# Bias and confounding

#### Objectives

At the end of the lecture students should be able to:

1. Explain the concept of bias and identify some potential sources of bias
2. Define the concept of confounding and identify potential confounders
3. Describe some potential solutions to confounding

### Bibliography

Altman, D.G., 1991. Practical statistics for medical research, pp. 74-106. Chapman & Hall, London.

This chapter, on designing research, includes discussion of various types of bias and techniques for avoiding it.

Bland M., 1995. An Introduction to Medical Statistics, 2nd ed., pp. 5-25. Oxford Medical Publications, Oxford.

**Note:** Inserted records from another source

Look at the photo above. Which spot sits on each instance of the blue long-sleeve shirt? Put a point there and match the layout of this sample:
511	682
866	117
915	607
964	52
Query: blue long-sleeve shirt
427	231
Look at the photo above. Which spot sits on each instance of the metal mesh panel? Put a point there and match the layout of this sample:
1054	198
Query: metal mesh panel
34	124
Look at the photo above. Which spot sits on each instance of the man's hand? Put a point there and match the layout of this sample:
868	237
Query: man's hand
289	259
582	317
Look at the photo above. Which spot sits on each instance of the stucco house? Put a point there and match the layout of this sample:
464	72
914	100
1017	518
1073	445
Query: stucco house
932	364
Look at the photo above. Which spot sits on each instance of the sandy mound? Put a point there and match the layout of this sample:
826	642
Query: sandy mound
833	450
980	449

This chapter discusses many of the issues involving bias and confounding.

Campbell M.J. & D. Machin, 1993. Medical Statistics, A Commonsense Approach, 2nd ed., pp. 100-103. John Wiley & Sons, Chichester.

A brief outline of the use of multiple regression to deal with confounding variables.

### Bias

#### Problem

In a study 20 'normal' people take the standard treatment for bad breath (drug A). 20 garlic eaters take drug B. The results of the study indicate that the people taking drug A have better breath. Is drug A better than drug B?

#### Solution

Not necessarily, our study is biased.

Bias can be defined as the distortion of the estimated effects caused by a systematic difference between the groups being compared.

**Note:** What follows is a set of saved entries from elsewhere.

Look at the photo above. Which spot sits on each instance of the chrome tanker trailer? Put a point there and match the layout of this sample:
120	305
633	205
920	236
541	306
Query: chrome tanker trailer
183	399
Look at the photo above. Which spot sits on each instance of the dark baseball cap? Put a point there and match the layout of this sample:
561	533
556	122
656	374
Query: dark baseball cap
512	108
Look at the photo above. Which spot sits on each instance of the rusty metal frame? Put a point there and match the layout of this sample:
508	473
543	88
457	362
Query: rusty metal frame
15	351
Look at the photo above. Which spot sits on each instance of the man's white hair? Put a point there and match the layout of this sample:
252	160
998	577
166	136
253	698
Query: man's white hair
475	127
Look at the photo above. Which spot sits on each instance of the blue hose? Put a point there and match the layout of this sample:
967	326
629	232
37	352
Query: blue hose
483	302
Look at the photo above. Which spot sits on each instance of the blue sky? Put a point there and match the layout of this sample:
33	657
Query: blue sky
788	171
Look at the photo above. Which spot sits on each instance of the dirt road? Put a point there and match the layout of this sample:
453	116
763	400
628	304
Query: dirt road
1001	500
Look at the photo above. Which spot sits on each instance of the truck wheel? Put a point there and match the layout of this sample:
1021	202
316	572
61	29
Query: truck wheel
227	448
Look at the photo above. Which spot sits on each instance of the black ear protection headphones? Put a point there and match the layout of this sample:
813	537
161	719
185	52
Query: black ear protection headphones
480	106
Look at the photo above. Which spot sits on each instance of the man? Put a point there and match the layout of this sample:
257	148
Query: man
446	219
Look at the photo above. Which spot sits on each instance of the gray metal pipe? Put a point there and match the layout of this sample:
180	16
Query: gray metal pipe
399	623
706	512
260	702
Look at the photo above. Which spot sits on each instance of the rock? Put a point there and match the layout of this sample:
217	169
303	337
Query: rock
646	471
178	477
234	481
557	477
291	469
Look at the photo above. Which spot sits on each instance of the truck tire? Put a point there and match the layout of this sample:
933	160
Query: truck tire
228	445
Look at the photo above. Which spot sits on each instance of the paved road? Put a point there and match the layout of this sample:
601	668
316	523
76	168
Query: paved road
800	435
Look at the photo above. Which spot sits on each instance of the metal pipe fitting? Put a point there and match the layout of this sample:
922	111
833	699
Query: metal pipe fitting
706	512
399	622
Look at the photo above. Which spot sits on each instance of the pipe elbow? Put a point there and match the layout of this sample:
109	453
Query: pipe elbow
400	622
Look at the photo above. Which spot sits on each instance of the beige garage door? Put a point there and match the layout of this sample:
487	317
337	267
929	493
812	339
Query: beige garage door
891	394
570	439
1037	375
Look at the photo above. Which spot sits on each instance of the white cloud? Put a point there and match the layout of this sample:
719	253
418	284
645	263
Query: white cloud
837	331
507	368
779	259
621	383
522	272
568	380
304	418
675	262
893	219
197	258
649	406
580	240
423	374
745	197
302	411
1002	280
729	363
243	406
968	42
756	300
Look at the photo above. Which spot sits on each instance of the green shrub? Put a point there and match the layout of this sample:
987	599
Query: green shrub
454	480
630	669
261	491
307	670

Potential sources of bias include

• Selection of study subjects (e.g. if the subjects decided themselves which treatment they wanted)
• Collection of information on study subjects (e.g. people with a disease are more likely to remember exposure to dangerous chemical)
• Not adjusting for confounding (see below)

#### Solutions to the problem of bias

• Design the study properly. This is by far the best way to avoid bias and is often the only way.
• Ensure that you have thought of all the possible ways that your results could suffer from bias to ensure that you don't make unfair comparisons
• If an assessment of the magnitude of bias is impossible, it is sometimes possible to guess the direction of any potential bias. If our results go against this bias we may well be able to accept them as indicating an effect even if we cannot deduce the size of the effect.
• Remember, in many situations the information needed to assess the bias in a study is unavailable

### Confounding

If you don't know whether an effect is caused by the variable you are interested in (e.g. a drug or smoking) or by another variable (e.g. age or sex) then the other variable is called a confounder and it is said to cause confounding.

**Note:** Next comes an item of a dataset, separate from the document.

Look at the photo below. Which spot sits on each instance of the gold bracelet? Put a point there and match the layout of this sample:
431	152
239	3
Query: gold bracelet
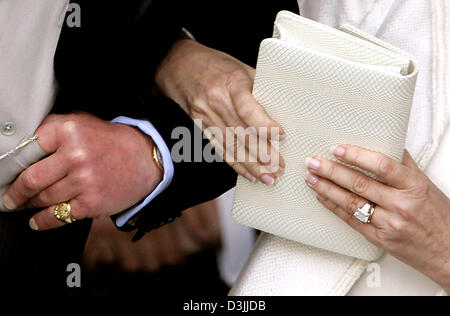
157	157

To be a confounder a variable must be associated both with the exposure you are interested in and the outcome you are analysing.

If we consider the example above which was biased because a confounder was not adjusted for:

• Garlic eating was associated with exposure (which drug the subjects took)
• Garlic eating was associated with the outcome (bad breath)

Garlic eating was a confounder, which caused the results to be biased.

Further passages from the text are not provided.